そして、芸能ジャーナリスト井上公造さんの、
「事実と真実は違う。事実はわかっても、真実はわからない。」
という言葉を思い出した本です。
『でっちあげ 福岡「殺人教師」事件の真相』
福田ますみ著/新潮文庫
実際にここ福岡で起こった事件のルポルタージュ。
裁判前と後で、
大きく事実がひっくり帰ったこの事件。
裁判前は、
生徒いじめをしたとんでもない教師がいると、
地元に留まらず、全国のメディアが、
(あったとされる)いじめの内容から「殺人教師事件」として報じられた事実。
裁判が始まり、
報じられたようないじめは、
ほぼ認められなかった、という事実。
判決では一部いじめが認められた事実。
メディアはいじめられたとされる子の親の意見だけを聞き、
周辺取材を一切せずに報じていたという事実。
こういう時に守ってくれない校長、教頭だったという事実。
校長、教頭の言われた通りにしてしまい、
していないのにいじめだと認めてしまった気弱な教師。
それを真に受けてまた大きく報じるメディア。
それをまた真に受ける世論。
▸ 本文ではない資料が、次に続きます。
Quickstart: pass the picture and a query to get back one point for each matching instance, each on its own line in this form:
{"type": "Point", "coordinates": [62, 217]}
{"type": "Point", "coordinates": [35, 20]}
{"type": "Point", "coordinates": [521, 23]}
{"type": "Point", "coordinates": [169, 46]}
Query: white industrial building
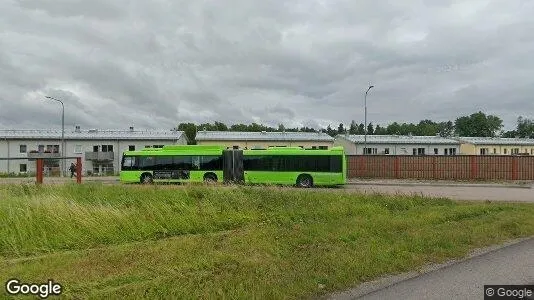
{"type": "Point", "coordinates": [397, 145]}
{"type": "Point", "coordinates": [100, 150]}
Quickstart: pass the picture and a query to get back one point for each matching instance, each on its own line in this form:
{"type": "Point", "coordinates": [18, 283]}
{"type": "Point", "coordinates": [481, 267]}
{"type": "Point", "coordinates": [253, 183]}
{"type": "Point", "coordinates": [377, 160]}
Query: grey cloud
{"type": "Point", "coordinates": [304, 63]}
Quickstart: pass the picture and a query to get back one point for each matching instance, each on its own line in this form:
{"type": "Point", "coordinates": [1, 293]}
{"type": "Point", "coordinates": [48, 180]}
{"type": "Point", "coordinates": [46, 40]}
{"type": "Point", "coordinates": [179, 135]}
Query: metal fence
{"type": "Point", "coordinates": [462, 167]}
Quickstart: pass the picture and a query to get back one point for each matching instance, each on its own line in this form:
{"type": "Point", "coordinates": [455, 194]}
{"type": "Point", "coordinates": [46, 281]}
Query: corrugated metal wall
{"type": "Point", "coordinates": [461, 167]}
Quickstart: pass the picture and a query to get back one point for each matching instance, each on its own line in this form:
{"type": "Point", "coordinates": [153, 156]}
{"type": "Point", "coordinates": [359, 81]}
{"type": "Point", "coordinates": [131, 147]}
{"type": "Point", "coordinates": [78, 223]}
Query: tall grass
{"type": "Point", "coordinates": [234, 242]}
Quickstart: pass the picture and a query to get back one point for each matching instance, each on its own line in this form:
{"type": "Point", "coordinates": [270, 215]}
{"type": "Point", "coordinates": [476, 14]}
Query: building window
{"type": "Point", "coordinates": [370, 150]}
{"type": "Point", "coordinates": [418, 151]}
{"type": "Point", "coordinates": [107, 148]}
{"type": "Point", "coordinates": [52, 148]}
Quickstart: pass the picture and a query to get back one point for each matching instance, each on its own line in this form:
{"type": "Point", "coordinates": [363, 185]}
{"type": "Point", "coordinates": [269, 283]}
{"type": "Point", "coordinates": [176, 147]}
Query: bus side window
{"type": "Point", "coordinates": [196, 163]}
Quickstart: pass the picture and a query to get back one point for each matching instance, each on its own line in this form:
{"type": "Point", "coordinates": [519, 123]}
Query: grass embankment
{"type": "Point", "coordinates": [243, 242]}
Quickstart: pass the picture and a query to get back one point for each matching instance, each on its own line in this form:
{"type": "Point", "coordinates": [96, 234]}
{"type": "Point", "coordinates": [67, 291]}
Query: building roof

。。
では、裁判後はというと、、、
ぜひ読んでいただきたいので書きませんが、
要するにこの本のタイトルに行き着くわけです。
そんな事件があり、判決が出たという事実は、
知ることができますが、
本当にいじめがあったかどうかという真実は、
当事者同士にしかわかりません。
我々は報じられた「事実」しかわからず、
しかもそれはひとつの側面でしかないわけです。
全方位取材に基づいていない「殺人教師事件」を、
記者も世論も真に受けて、
裁判においてそれほどのいじめが認められなかった教師を、
糾弾し続けていたわけです。
真実は知らないくせに。
糾弾される側もたまったもんじゃないですね。
もし、自分が糾弾していたとしたら、、、
怖いですね。
事実をどう捉え、向き合うか。
どんな意見を持つのか。
そのポジションを間違うと、
真実を見失うことになりそうです。
事実か、真実か。
そもそもそれは別物である、
ということを改めて教わる本でした。
一枚の葉に捕らわれていては木は見えぬ。
一本の木に捕らわれていては森は見えぬ。
見るということは、
見るともなく全体を見ることのようだ。
ということですね。
今のはバガボンドで、沢庵が武蔵に言ったことばです。